Above: Overpainting of Ecce Homo in the Misericordia Sanctuary in Borja
Buildings that have national symbolic value may have deserved reconstruction – for example the GPO in O’Connell St., Dublin which was reconstructed by the Irish Free State with only the front façade retained. Warsaw which was 90% destroyed during the second world war was reconstructed (not as it looked in 1939 however, but as it looked during it’s “golden age” of the late 18th century). The symbolism of the reconstruction was more relevant to the cities occupants than the philosophical viewpoint – they wanted their city back. Similarly, Syria’s director of antiquities has vowed to reconstruct the ancient city of Palmyra followings it’s recent destruction by Isis. Interestingly, the site was recorded by means of 3D scanning immediately before the advance of Isis in anticipation of its demise.
Above: Post WWII reconstruction of 18th century Warsaw
Reconstruction may also have a research function or a role in the preservation of the site from the elements or future development.
The case against reconstruction includes arguments relating to the authenticity of ruins versus the difficulty of achieving authenticity in the reconstructed works which will be influenced by the times they are built in (Evans’ colour scheme at Knossos was apparently influenced by fashionable Art Deco schemes at the turn of the century). Original building fabric may be destroyed or it’s interpretation made more difficult by the addition of reconstructed elements.
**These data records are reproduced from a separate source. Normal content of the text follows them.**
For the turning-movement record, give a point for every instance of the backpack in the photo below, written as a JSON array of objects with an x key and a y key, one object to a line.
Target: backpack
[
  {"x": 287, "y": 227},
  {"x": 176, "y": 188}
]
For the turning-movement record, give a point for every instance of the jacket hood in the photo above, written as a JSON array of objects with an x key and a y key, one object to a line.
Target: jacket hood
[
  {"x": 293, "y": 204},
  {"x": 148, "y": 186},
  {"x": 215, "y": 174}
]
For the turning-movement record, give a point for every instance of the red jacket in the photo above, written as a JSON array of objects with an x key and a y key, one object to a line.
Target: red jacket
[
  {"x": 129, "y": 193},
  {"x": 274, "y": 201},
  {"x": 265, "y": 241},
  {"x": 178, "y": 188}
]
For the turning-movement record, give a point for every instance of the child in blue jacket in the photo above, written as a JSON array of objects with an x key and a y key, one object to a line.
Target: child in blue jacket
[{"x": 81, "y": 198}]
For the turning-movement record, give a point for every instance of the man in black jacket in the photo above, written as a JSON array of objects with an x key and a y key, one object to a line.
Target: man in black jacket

The monuments and buildings of a country or culture form part of their identity. When they are suddenly lost through war or disaster, there is a natural desire for the society to reinstate what they have lost. This is at odds with modern conservation philosophy (although apparently less so a century ago) and inevitably leads to intense debate. Should a society be able to accept events that lead to the loss of historic buildings and move forward or should buildings in certain circumstances be allowed rise from the ashes to restore a sense of place and identity? What Arthur Evans did at Knossos in the 19th century can be now seen as inappropriate (but interestingly now forming part of the narrative of the site) – ancient ruins should be left as ancient ruins and possibly re-imagined and visualised with modern virtual reality technology. Perhaps there could be circumstances where well-documented cultural buildings of national importance that are suddenly lost can be reinstated?